Any rumors on M1X 16" dGPU?

jonbones · May 17, 2021

My aging 2013 13" MBPr is on its last legs and I'm eagerly awaiting the new miniLED M1X 16" MBP.

When looking at the current 16" model, I see they have a 5600M dGPU offering. Have we heard any rumors or what will be paired with the M1X?

I know it may have a 16 core GPU from Apple that should theoretically rival a 5600M, but I imagine there needs to be a more powerful dGPU option that would act as the generational leap over last years model.

leman · May 17, 2021

There have not been any credible leaks or rumours so far (we don't even know whether M1X is going to be a thing at all). Furthermore, as the very concept of a dGPU goes agains Apple's declared goals for Apple Silicon, I doubt that we will see any dGPUs on Apple Macs, ever.
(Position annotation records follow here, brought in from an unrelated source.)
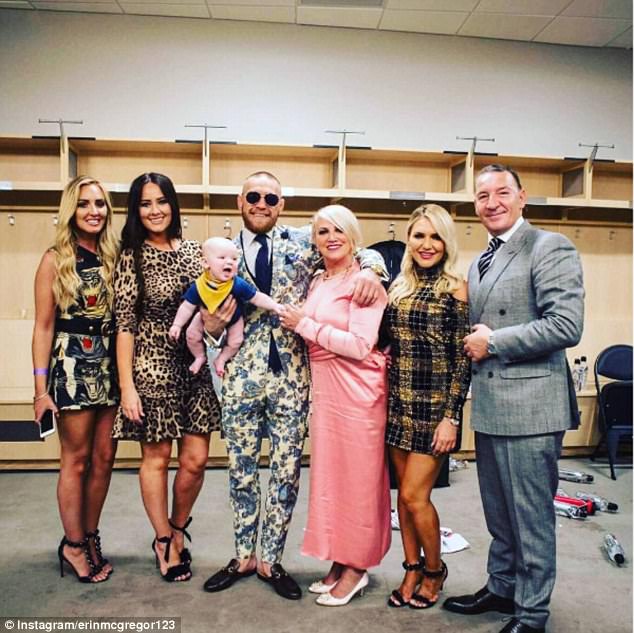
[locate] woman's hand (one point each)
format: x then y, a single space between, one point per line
445 437
42 405
131 405
290 316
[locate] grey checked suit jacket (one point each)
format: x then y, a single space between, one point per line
532 297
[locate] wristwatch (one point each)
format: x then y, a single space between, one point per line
378 270
491 345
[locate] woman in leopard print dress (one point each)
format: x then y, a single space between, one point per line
160 400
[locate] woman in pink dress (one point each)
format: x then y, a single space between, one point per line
349 504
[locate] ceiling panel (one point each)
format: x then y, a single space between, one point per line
253 3
504 26
87 7
259 14
321 16
522 7
174 2
600 9
582 31
569 22
15 4
624 40
432 5
440 22
53 3
172 9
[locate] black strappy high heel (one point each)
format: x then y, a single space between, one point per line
102 562
426 603
186 555
172 573
83 545
396 600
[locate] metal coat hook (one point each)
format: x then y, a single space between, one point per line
474 141
595 148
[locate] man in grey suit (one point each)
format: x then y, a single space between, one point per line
526 307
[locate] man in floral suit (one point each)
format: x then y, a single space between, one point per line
266 385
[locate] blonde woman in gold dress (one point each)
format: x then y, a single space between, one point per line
74 369
426 320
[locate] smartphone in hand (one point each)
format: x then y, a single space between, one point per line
47 423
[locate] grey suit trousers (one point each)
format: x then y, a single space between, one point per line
518 478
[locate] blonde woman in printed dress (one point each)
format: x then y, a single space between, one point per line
161 400
74 369
426 321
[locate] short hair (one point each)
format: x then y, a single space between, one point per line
498 168
259 174
343 219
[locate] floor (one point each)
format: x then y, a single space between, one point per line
591 593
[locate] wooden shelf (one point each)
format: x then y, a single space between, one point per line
589 203
389 181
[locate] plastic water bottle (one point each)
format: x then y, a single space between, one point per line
613 549
600 502
576 476
576 374
583 373
457 464
569 511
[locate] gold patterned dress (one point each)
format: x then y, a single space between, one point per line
82 369
430 373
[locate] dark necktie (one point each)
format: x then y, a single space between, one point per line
263 281
484 263
263 265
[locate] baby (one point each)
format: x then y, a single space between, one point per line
217 282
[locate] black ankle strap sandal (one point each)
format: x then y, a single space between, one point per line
186 555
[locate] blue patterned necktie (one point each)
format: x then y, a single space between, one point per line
484 263
263 280
263 265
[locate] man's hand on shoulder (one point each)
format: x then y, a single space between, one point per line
476 344
367 288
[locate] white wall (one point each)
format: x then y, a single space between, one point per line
141 77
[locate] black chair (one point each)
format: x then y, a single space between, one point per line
614 398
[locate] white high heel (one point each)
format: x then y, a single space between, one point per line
328 600
320 587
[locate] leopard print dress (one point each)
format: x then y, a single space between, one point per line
174 402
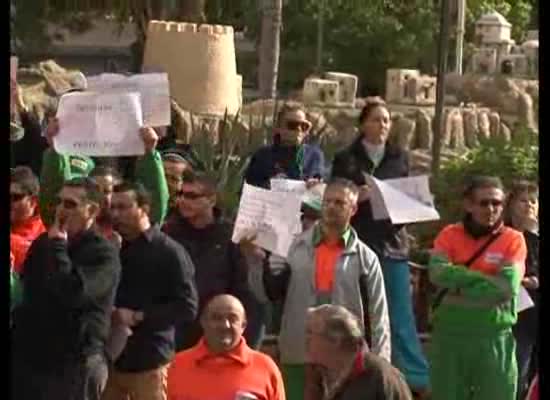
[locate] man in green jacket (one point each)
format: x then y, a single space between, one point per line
58 168
478 265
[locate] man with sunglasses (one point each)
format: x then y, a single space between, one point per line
156 293
288 156
478 264
198 226
62 323
58 168
25 222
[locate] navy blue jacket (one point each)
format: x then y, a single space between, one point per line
386 239
273 160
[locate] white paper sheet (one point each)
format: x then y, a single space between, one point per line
524 300
154 89
403 200
102 125
272 216
288 185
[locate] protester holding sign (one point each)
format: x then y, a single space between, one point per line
478 264
371 155
148 170
25 222
344 272
198 225
288 156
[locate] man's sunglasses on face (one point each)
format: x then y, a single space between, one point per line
490 202
68 204
191 195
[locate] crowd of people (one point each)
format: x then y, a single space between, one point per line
126 285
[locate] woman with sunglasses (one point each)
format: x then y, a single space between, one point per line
371 154
289 156
25 222
521 213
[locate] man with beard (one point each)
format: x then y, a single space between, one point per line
174 168
61 326
25 222
197 224
327 264
478 264
106 178
58 168
156 293
221 365
288 156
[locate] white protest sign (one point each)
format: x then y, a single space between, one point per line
272 216
524 300
313 194
101 125
154 90
402 200
288 185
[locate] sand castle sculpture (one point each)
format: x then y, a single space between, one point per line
201 63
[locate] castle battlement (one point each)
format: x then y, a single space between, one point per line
201 64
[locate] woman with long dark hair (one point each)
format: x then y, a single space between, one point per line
371 154
521 213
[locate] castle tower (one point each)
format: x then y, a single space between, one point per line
200 62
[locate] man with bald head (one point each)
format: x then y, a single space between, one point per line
221 365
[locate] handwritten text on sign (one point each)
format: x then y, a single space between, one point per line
101 125
154 90
272 216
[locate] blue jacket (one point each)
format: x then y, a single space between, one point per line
273 160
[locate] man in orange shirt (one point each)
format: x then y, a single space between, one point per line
478 264
221 366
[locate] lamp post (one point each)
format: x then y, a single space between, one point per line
320 33
461 9
443 49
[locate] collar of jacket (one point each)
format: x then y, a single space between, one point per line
318 235
240 353
359 151
307 239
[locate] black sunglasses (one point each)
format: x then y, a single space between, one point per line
68 204
191 195
294 125
15 197
488 202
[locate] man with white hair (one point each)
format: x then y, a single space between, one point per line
343 366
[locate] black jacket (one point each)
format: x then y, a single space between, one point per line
158 279
68 297
220 269
385 239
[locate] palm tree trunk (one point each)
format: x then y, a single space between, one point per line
272 20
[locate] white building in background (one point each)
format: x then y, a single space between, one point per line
497 52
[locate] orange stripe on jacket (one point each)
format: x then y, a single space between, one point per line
198 374
459 247
326 256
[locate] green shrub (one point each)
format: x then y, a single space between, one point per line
509 160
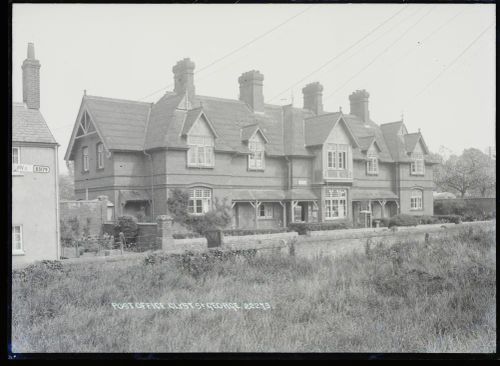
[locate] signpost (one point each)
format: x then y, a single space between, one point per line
29 168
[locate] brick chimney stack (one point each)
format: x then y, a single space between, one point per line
184 77
359 104
31 79
251 86
313 97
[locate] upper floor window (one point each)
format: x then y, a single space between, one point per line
416 199
337 156
100 155
335 203
200 200
417 165
201 151
372 164
265 211
256 158
17 239
16 155
85 158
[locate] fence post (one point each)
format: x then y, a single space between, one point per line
164 236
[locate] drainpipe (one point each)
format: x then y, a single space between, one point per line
152 185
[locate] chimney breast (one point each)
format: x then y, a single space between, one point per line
184 77
31 79
313 97
251 86
359 104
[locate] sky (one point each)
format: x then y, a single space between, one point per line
431 64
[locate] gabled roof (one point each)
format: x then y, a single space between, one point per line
247 132
411 141
28 125
192 116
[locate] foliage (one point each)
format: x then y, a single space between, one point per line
303 227
409 296
403 220
471 172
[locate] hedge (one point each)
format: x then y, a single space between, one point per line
304 227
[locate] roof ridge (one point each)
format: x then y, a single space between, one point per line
116 99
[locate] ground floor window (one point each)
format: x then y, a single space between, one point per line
265 211
416 199
200 200
17 239
335 203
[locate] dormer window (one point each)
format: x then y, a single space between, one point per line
201 151
256 158
85 158
372 164
417 166
337 156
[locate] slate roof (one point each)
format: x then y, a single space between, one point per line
138 126
28 125
121 123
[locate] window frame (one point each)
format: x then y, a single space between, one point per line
267 209
336 201
336 156
203 201
85 162
16 251
196 144
417 159
418 200
372 162
100 156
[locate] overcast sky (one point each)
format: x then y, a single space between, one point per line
412 64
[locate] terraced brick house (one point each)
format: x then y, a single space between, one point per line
273 164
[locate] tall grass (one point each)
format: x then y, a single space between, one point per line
408 297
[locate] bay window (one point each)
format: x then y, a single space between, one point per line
416 199
200 200
335 203
201 151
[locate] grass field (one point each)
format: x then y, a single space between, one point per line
407 297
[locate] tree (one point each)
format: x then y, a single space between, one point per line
471 172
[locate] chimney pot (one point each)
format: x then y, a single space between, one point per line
359 104
31 79
313 97
251 90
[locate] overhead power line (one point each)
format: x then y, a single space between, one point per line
381 53
339 54
236 49
454 61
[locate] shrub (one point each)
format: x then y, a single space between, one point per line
244 232
403 220
127 224
304 227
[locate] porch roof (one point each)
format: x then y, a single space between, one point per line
301 194
134 195
257 195
373 194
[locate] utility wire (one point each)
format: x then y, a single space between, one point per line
451 63
381 53
341 53
236 50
Instead, we are likely to see larger Apple-designed GPUs that share the last level cache and the memory subsystem (aka. unified memory) with all other processors. Technically, such GPUs should be described as iGPUs, but since that notion is usually associated with low-performance, low-cost systems (which Apple GPUs are not), I'd prefer the term "heterogenous compute platforms". Kind of like what is used (or planned to be used) for high-end supercomputing systems (not unlike Nvidia Grace or AMD CDNA).

jonbones · May 17, 2021

leman said:
There have not been any credible leaks or rumours so far (we don't even know whether M1X is going to be a thing at all). Furthermore, as the very concept of a dGPU goes agains Apple's declared goals for Apple Silicon, I doubt that we will see any dGPUs on Apple Macs, ever. Instead, we are likely to see larger Apple-designed GPUs that share the last level cache and the memory subsystem (aka. unified memory) with all other processors. Technically, such GPUs should be described as iGPUs, but since that notion is usually associated with low-performance, low-cost systems (which Apple GPUs are not), I'd prefer the term "heterogenous compute platforms". Kind of like what is used (or planned to be used) for high-end supercomputing systems (not unlike Nvidia Grace or AMD CDNA).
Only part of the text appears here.